New single 'Low C' is out now. What's with 'Weeki Watchee'?
Who knows! We came round to do the video for the single and we had a lot more hands on control with the previous single, which was a bit of a fiasco actually. When we did the 'St Petersburg'-single, we actually wanted to fly over to St Petersburg and record the video wandering around in St Petersburg, but it kind of all fell through. So at the last minute we came up with the 'white room'-idea. It was a bit of a gamble to make a video like that, but it felt right for us, because we basically laid down what we wanted to do with that video. But I think the record company saw it as a not very interesting video and a bit of a failure, which I sort of disagree with. I don't think they've got the imagination to see that the next video could be different. They got a bit nervous and got Gath Jennings in to do this amazing, wacky 'Alright' video that everybody's gonna love. And we sat down with Garth Jennings and said: ═t's no point doing an 'Alright' video, as it's just going to be repeating ourselves. We're gonna look really stupid and it's not gonna work with this song. And he agreed and came up with this idea of working with the mermaids. Which he kind of pitched to the record company as 'It's gonna be quite wacky. The band is gonna be swimming around with mermaids. It's all gonna be amazing and Technicoloured etc'. And the record company said 'Good, good!! Big hit on hand'! And we just sat there and said that we were just gonna make some very weird video.
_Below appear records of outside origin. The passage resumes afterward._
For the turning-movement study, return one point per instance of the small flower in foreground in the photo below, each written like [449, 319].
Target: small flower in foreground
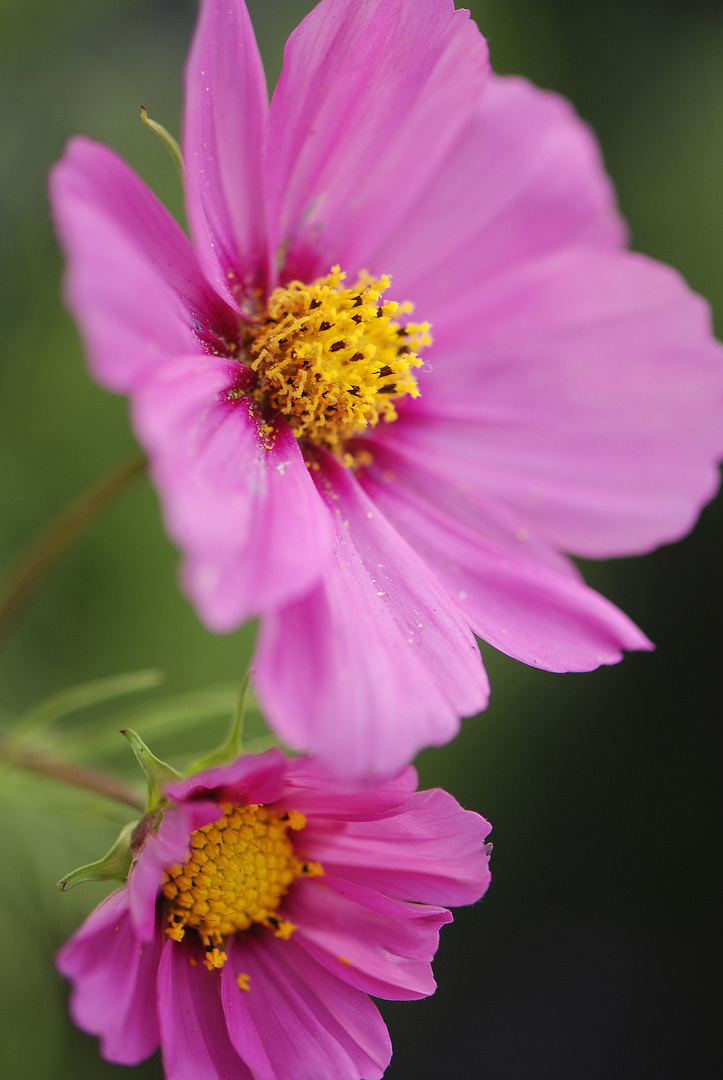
[379, 490]
[263, 912]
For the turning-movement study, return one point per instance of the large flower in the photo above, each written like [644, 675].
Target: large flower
[260, 914]
[375, 499]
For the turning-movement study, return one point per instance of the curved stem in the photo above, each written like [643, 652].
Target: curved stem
[69, 772]
[59, 535]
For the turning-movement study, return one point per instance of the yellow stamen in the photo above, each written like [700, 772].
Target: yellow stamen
[239, 871]
[334, 360]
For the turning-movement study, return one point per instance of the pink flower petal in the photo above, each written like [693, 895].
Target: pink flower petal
[253, 778]
[372, 96]
[297, 1021]
[375, 662]
[225, 119]
[527, 609]
[310, 790]
[523, 178]
[429, 850]
[233, 497]
[133, 280]
[583, 391]
[114, 975]
[163, 847]
[378, 945]
[193, 1036]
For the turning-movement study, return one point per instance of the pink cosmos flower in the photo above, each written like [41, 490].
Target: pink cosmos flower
[377, 500]
[262, 913]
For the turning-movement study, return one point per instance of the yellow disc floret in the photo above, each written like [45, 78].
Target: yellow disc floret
[239, 871]
[334, 360]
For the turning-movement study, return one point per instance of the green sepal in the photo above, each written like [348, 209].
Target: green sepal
[157, 772]
[165, 137]
[231, 747]
[114, 866]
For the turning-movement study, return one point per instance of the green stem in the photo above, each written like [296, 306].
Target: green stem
[69, 772]
[59, 535]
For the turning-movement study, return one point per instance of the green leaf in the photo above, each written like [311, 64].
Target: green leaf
[114, 866]
[230, 748]
[75, 698]
[157, 772]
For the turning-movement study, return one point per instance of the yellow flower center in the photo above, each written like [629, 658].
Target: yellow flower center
[334, 360]
[239, 871]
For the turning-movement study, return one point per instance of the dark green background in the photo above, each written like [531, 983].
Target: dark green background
[591, 955]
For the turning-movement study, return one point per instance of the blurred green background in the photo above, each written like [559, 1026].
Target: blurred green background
[592, 953]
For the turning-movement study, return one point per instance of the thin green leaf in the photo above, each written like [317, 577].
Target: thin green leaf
[114, 866]
[157, 772]
[75, 698]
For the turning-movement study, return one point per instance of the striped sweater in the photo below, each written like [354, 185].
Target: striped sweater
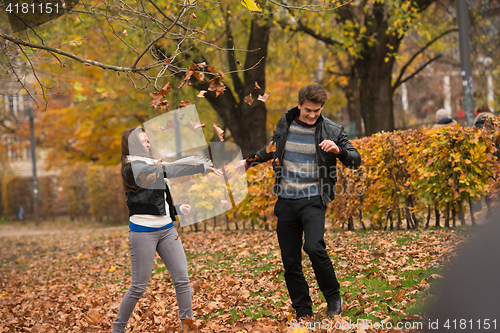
[300, 168]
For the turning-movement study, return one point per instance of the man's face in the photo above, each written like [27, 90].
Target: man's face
[309, 112]
[144, 140]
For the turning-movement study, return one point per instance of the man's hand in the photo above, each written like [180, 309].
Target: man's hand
[214, 170]
[241, 167]
[185, 209]
[329, 146]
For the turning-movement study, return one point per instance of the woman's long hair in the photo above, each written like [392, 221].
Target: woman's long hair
[131, 142]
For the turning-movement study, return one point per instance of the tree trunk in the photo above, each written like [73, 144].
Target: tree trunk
[375, 84]
[428, 216]
[461, 215]
[351, 92]
[436, 211]
[472, 218]
[350, 224]
[447, 216]
[247, 123]
[361, 219]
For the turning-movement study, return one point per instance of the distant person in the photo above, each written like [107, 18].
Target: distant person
[152, 213]
[467, 299]
[444, 119]
[20, 213]
[483, 113]
[305, 148]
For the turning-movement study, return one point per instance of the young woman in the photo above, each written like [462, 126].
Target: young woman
[152, 213]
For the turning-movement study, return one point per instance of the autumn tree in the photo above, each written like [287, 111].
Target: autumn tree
[364, 38]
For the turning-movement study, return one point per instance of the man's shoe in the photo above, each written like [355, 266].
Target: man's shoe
[334, 308]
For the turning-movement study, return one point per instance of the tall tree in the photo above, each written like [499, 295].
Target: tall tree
[368, 34]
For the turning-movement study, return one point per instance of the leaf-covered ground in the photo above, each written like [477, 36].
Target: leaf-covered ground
[73, 281]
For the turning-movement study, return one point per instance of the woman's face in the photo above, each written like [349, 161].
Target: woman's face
[143, 137]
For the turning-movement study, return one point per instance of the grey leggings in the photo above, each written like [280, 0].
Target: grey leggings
[143, 246]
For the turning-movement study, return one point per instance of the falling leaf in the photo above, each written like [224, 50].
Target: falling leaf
[193, 125]
[165, 90]
[189, 325]
[217, 86]
[93, 317]
[249, 99]
[220, 74]
[158, 102]
[251, 5]
[199, 76]
[263, 98]
[219, 131]
[400, 296]
[271, 147]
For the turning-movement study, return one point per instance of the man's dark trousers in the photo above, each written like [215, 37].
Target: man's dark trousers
[304, 216]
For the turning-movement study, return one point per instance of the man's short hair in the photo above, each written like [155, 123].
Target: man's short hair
[313, 93]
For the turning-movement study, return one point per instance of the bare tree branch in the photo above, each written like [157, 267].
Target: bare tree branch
[403, 69]
[75, 57]
[417, 71]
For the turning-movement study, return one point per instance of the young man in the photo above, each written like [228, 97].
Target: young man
[305, 147]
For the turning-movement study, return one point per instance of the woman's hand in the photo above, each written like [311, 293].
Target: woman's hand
[330, 147]
[185, 209]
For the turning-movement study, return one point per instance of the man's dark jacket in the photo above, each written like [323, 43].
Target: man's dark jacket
[327, 162]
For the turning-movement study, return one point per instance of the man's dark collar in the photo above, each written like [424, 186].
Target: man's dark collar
[292, 113]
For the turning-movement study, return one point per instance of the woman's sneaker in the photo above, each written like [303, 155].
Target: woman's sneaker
[334, 308]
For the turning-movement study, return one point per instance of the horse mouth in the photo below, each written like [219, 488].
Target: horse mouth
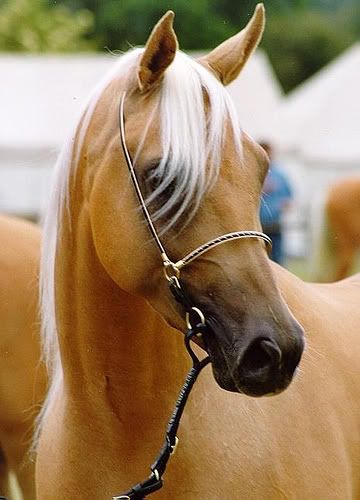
[260, 369]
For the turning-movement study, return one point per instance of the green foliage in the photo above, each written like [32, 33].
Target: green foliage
[300, 37]
[31, 25]
[300, 45]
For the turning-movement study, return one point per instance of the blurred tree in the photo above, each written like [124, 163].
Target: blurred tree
[301, 44]
[28, 25]
[120, 24]
[301, 35]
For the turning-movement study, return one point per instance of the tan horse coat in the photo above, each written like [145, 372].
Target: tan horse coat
[123, 365]
[343, 213]
[22, 379]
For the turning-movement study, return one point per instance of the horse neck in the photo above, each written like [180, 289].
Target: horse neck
[118, 355]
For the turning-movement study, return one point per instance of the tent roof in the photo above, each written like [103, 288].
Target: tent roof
[320, 119]
[41, 96]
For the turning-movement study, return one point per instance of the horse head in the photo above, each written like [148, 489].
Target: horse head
[201, 177]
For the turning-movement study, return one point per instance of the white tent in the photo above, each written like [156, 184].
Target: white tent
[40, 100]
[320, 119]
[317, 132]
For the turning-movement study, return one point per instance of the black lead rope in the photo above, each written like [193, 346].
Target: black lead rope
[155, 481]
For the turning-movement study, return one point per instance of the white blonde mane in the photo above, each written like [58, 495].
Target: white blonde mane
[192, 142]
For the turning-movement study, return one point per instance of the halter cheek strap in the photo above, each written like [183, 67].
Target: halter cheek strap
[195, 321]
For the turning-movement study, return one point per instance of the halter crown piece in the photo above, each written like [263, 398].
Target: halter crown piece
[195, 320]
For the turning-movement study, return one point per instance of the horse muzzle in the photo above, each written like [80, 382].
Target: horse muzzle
[263, 365]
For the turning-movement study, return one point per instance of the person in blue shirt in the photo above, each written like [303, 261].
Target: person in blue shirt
[275, 200]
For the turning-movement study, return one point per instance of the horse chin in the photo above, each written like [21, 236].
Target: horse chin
[227, 382]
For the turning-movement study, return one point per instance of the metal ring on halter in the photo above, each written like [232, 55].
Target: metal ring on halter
[171, 271]
[199, 313]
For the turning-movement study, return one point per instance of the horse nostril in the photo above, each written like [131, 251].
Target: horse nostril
[261, 354]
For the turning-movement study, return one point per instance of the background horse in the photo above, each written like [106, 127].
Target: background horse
[339, 238]
[22, 378]
[111, 325]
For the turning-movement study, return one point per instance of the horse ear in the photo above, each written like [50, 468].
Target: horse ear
[228, 59]
[159, 52]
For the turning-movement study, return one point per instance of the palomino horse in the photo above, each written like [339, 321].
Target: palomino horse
[22, 378]
[340, 239]
[111, 323]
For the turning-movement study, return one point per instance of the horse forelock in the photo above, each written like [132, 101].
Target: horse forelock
[195, 111]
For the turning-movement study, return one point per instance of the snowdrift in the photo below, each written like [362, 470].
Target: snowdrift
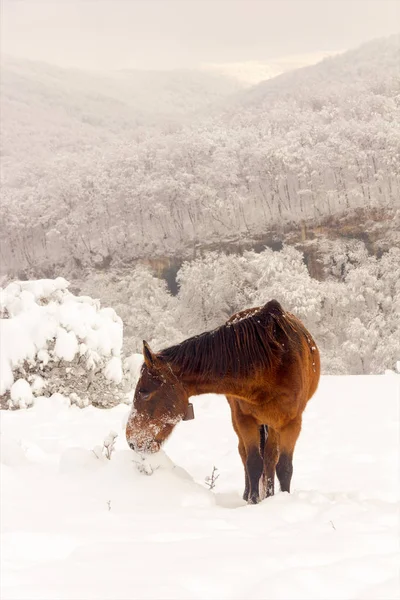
[76, 525]
[55, 342]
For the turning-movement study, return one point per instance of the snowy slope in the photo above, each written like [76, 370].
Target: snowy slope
[78, 526]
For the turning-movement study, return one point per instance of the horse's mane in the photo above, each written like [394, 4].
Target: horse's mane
[256, 338]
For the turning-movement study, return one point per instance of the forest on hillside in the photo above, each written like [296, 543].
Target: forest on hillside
[99, 179]
[304, 146]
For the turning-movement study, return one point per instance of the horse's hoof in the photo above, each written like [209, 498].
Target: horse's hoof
[254, 499]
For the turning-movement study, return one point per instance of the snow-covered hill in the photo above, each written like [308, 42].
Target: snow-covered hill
[76, 526]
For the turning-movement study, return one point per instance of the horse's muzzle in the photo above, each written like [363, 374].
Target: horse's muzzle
[148, 448]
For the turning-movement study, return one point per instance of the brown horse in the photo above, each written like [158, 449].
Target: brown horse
[265, 362]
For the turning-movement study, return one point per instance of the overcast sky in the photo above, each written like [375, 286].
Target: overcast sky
[153, 34]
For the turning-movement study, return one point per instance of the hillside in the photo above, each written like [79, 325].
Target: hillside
[305, 147]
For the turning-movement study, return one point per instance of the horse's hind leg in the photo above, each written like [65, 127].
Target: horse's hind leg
[271, 454]
[248, 432]
[288, 439]
[235, 412]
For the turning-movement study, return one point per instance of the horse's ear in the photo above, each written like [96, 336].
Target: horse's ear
[149, 358]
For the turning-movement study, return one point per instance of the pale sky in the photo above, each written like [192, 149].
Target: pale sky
[151, 34]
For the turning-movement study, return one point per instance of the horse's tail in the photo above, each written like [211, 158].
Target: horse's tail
[263, 438]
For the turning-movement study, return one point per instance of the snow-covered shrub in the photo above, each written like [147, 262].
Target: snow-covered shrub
[55, 342]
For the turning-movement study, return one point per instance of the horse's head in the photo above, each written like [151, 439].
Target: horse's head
[160, 402]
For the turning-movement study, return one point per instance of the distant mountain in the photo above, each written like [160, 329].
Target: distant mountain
[253, 72]
[47, 109]
[374, 64]
[112, 168]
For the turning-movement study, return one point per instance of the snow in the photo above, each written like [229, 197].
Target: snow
[44, 311]
[76, 525]
[21, 394]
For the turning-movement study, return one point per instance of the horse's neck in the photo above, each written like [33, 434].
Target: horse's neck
[209, 384]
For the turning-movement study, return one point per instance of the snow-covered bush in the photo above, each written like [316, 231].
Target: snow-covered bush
[55, 342]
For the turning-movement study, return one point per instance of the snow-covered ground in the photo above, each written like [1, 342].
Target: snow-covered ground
[77, 526]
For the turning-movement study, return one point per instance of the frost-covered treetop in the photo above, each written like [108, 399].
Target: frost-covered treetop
[43, 324]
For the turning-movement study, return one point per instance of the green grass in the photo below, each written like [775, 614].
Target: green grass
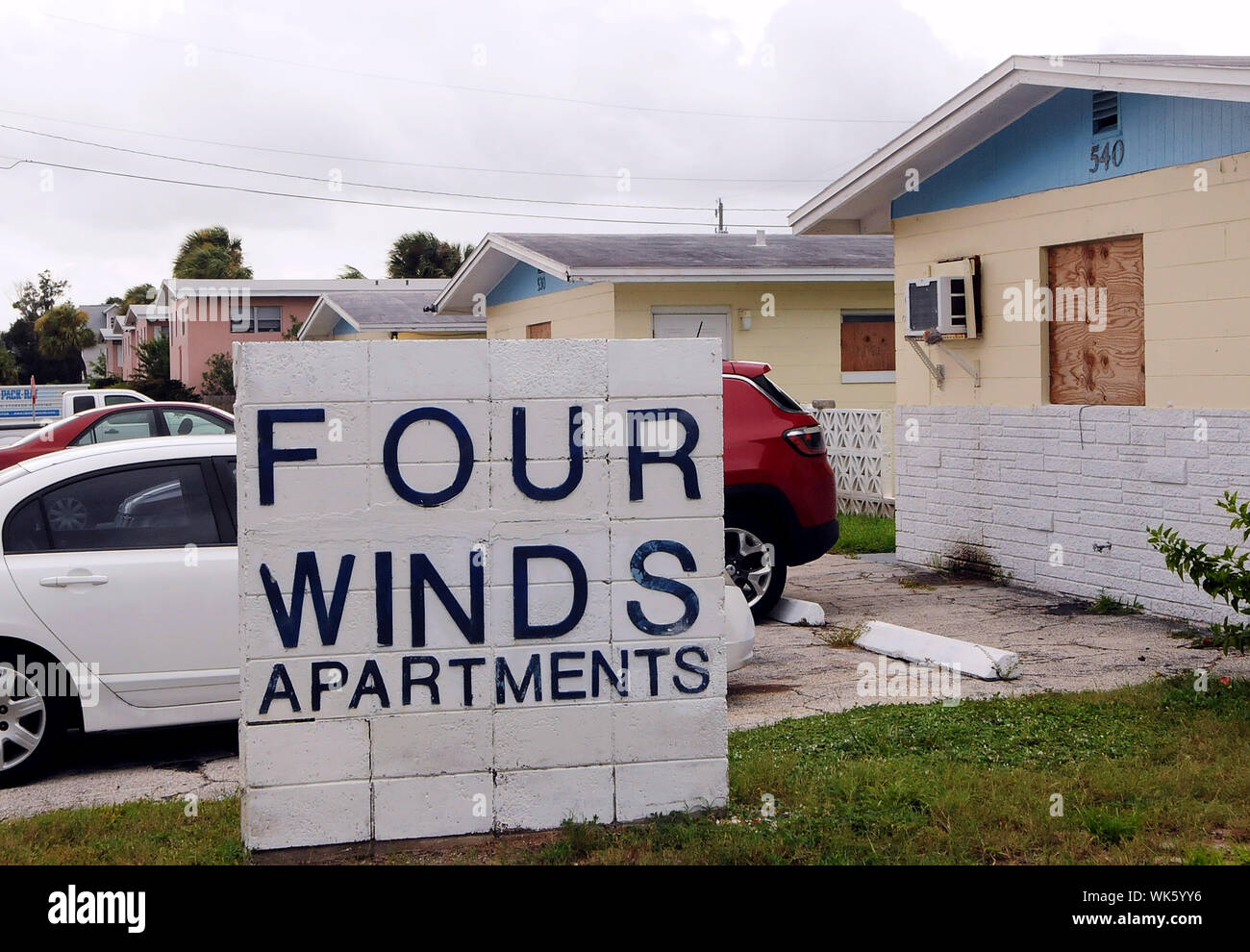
[1153, 773]
[863, 534]
[148, 832]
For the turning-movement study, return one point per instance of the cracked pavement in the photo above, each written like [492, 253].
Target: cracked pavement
[794, 675]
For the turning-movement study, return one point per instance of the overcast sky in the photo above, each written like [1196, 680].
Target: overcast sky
[758, 101]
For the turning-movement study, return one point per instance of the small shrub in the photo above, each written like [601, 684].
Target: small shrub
[1108, 604]
[1223, 576]
[841, 636]
[916, 585]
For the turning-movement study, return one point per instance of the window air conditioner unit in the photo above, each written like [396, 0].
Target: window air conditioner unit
[942, 304]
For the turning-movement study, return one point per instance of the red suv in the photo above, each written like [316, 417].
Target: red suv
[780, 499]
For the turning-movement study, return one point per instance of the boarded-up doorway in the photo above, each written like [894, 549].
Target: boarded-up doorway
[1098, 351]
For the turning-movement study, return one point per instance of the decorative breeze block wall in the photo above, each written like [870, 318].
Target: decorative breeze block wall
[459, 614]
[1034, 489]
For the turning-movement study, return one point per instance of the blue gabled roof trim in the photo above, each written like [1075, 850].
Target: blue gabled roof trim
[525, 281]
[1049, 147]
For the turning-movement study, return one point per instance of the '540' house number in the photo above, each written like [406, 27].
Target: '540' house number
[1111, 155]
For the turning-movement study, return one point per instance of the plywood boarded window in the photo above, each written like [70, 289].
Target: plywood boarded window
[867, 347]
[1098, 351]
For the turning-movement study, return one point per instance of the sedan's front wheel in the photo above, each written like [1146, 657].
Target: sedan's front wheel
[30, 725]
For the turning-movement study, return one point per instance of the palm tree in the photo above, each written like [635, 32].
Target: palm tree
[63, 334]
[420, 254]
[212, 253]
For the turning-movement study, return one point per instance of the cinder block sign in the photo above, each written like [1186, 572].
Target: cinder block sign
[480, 585]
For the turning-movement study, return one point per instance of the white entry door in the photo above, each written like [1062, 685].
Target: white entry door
[713, 324]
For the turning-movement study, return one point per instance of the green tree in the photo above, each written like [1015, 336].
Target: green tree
[1224, 575]
[420, 254]
[33, 300]
[63, 333]
[219, 378]
[8, 367]
[151, 378]
[212, 253]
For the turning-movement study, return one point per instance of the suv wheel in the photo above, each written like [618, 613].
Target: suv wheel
[753, 563]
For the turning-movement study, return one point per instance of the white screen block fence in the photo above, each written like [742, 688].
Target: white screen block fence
[861, 445]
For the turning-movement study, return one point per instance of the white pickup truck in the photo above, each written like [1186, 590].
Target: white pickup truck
[24, 408]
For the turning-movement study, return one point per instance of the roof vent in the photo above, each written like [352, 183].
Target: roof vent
[1107, 112]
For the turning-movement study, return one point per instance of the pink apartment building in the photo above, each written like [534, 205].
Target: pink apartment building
[207, 317]
[140, 324]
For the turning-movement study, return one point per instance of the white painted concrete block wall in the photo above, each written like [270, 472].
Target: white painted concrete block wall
[1017, 481]
[415, 768]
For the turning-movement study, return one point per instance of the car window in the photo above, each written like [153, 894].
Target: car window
[45, 434]
[183, 422]
[140, 508]
[123, 425]
[26, 531]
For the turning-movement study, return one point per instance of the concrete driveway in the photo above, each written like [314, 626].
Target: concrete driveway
[1062, 647]
[794, 675]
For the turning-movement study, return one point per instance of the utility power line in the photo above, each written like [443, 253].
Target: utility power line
[484, 90]
[323, 179]
[820, 180]
[362, 201]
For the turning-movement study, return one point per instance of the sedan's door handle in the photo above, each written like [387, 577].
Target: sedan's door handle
[61, 581]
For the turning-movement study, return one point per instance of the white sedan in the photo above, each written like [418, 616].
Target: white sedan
[119, 606]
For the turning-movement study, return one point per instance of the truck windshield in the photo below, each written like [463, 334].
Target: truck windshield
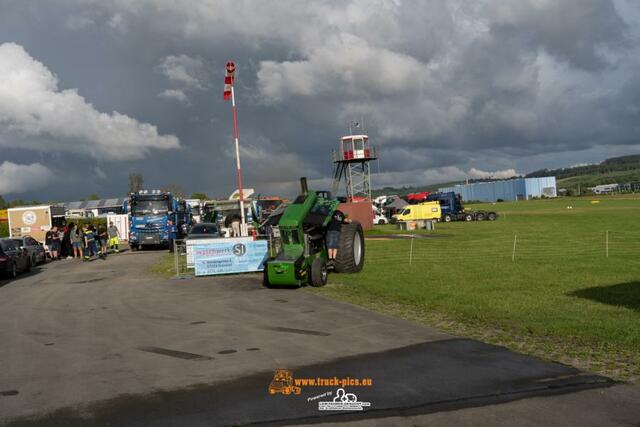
[142, 207]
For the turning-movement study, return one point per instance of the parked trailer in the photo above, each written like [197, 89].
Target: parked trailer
[34, 221]
[453, 209]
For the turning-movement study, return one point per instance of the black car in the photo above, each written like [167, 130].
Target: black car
[36, 250]
[13, 259]
[204, 230]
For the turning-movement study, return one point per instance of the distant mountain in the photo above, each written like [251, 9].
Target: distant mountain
[576, 178]
[614, 164]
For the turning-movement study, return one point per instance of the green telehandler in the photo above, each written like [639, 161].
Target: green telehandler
[302, 258]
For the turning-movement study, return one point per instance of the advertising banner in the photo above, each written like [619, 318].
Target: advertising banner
[227, 256]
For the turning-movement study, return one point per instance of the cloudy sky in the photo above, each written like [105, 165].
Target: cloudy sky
[91, 90]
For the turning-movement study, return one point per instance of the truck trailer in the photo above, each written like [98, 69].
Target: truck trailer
[453, 209]
[150, 212]
[34, 221]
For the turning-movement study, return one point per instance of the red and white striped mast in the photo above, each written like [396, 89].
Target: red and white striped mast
[229, 93]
We've seen a couple of Roman Copolla-videos, that were shot as documentaries and it's a lot more interesting. And the band are not in the front of the video. They're just part of the video and it's just a small element to it. And he just came back with this really strange video, which we all on the very first view were saying yeah, this is perfect. This is very interesting. Which is rare we all say at first view. And it IS a very strange video. People who've seen it, say it reflects the lyrics of the song and it represents the song as opposed to being a marketing tool. It's actually an artistic thing to do with the song. '. It was all Garth Jennings' baby and I think he did a really good job with it. It was left in and he came back and I watched it the very first time and said 'Yeah! That's brilliant'!

What was the fun part making that video?
Come on! We've had three days in Florida swimming round in this massive fresh water pool. Which is totally relaxed, very easy!

Was it hard to do the swimming bits?
Yeah, it was! I think Bob came out of it the worst. He just couldn't handle holding his breath that long. And obviously Danny, being Danny, was swimming like 50ft down and just waving and being very normal and stuff. But it was. It was quite easy for some of us, but not for all of us.